Blind Faith

It wasn’t rare for my father and I to have deep, spiritual discussions after lunch or dinner. On the days I spend at home, as I have gotten older and as my father has aged, it is often that he expresses his concern for the next generation. His eyes stare off into the distance as he chews his food silently and thinks. Sometimes I ask him what he is thinking about and he bluntly says nothing, I am eating, or other times he will tell me. When he is thinking about something, it is about the next 100 years. I won’t be here, he tells me, but I will do everything in my power as long as I am alive to make sure you three don’t have to struggle. 

My father has often said the great thinkers don't think about the next 5 or 10 years. The greatest thinkers, he tells me, look 50, 100, or 200 years into the future. They think long-term about the health of society. 

To understand my father- his beliefs, his tone of voice, his personality, you must know his core, the person he was even as a child and the struggles he faced in the process of becoming an adult.

Each morning, he awoke to the sound of peacocks and the rustling of water buffalo at 4 AM. His routine consisted of collecting the buffalo droppings and taking them to a pile in front of their home. Their home, nestled on the top of a hill, was one room, and like most of the homes of their village during that time, it was made of mud and buffalo droppings which kept the the home cool in the Indian heat. 

He then walked to the river carrying a clay pot on top of his head. Sometimes, when recalling his childhood, my father has shown me a crease in the back of his head, attributed to the many years carrying heavy loads on his head from the age of five. Most days that he walked to the river, he came across a bhagati, a woman who devoted her life to God and lived her life as his wife. Each morning he saw her bathing in the Sabarmati river at 3 AM. His interactions with her were limited, and he continued with his day after seeing her. After his walks to the river, he walked 4 miles to the nearby villages, Moyad and Piludra. This is where he would drop the day’s milk from the buffalo.

From the time he was six or seven years old, he went to the farm to work. Certain days he and his siblings chased the birds away who often ate away at the crops. Carrying a metal lid and stick, they made loud noises to scare the birds away. 

During monsoon season, they trudged along the dirt path towards the farm or school, in knee deep water and their tattered clothing. The brown muddy waters overtook their shoeless feet and soaked them from head to toe. It wasn’t until my father was 25 years old that he bought his first pair of actual shoes. 

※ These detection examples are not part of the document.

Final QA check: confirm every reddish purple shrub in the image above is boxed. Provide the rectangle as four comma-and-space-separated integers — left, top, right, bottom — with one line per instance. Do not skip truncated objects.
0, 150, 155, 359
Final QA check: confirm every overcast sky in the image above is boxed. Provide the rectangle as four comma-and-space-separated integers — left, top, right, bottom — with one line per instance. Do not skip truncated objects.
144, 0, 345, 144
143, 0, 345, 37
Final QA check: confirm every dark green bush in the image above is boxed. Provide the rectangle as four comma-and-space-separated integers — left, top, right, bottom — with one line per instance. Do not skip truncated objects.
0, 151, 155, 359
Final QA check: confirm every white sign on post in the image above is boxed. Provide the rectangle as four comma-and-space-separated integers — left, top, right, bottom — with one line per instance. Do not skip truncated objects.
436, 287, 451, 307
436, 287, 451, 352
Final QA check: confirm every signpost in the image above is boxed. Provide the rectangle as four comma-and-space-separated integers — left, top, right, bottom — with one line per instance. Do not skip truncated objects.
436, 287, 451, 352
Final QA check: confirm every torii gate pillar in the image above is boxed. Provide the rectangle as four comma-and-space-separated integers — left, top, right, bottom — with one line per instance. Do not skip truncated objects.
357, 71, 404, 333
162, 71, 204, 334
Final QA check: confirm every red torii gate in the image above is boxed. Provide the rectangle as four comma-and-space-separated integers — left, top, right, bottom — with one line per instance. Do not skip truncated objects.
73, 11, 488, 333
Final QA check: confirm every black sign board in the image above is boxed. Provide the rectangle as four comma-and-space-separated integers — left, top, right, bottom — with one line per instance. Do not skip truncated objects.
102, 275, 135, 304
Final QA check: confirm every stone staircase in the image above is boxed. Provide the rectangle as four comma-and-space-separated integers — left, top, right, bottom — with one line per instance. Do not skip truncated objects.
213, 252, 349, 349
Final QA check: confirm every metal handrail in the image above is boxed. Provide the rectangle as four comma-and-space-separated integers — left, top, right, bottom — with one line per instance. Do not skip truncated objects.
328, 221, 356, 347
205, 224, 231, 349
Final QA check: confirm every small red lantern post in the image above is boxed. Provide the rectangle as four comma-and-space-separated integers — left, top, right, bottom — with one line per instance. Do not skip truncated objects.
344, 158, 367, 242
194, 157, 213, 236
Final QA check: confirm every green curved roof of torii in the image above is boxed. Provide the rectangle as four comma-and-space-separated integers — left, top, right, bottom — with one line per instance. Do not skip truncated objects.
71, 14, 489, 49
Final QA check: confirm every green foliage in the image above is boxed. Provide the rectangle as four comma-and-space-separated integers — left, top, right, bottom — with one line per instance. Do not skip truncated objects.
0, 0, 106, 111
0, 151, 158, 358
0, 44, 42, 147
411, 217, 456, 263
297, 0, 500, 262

By the time he finished the work, the sun has already risen and it is almost time to get ready for school before it started at 9:30.

After arriving at school, the teacher sometimes asked the students if they had taken a shower before coming. The students who didn’t raise their hands and the teacher sent them to the river to take a shower. 

After school, my father would walk four miles again to fetch fresh water from the Sabarmati River, once again carrying the clay pot on top of his head. By the time he ate and finished his school work, it was dusk and he needed a candle to finish his work. In the evenings, he studied with a candle alongside his khatlo, cot, next to where his eight siblings slept in a line. He remembers falling asleep one night while the candle burned and fell over on the cot. He was so tired that he had forgotten about it, only to wake up just in time before it caught on fire.

As I grew up, I was touched by my father’s stories. At times, he told them plainly, as if his childhood was normal (I guess because this was normal in the world he grew up in). Most times, however, he recalled the stories with pain. I often felt my father was jaded by the world because of his childhood experiences. 

Growing up in a chaotic household with so many mouths to feed, there wasn’t enough food for everyone some days. It wasn’t poverty that was an issue, my father would tell me, rather it was how people treated you. Poverty isn’t just about physical security, it is the psychological pain which stays with you for the rest of your life, he would tell me. 

As a child, he was obedient and hardworking, but angry, stubborn, and always searching for something to believe in. He cursed and threw stones at the Brahmins, priests, who came under the guise of Hinduism only to ask for free handouts. He despised blind faith and the fact that villagers bought into superstition, believed in rituals and prayers meant for a certain God who never seemed to come.

He didn’t know how people could pour so much money and faith into the temple, a building, while a person sat right next to it, starving for food. He knew early on that God isn’t in the temple, he is within. He wanted to shake people out of this illusion and tell them they won’t find it through rituals and offering quelms to the temple. 

He had a moral compass from a young age that believed in fighting evil. My grandmother, his mother, once told him it was okay to go to someone else’s farm and take some crops. Although she was speaking out of fear of not being able to feed all her children, he knew it wasn’t right. 

He gave into his hot temper when he saw wrong, once even punching a grown man in the face for saying something rude. Growing up, he knew if what he was saying was right, others would one day come to know as the truth as well.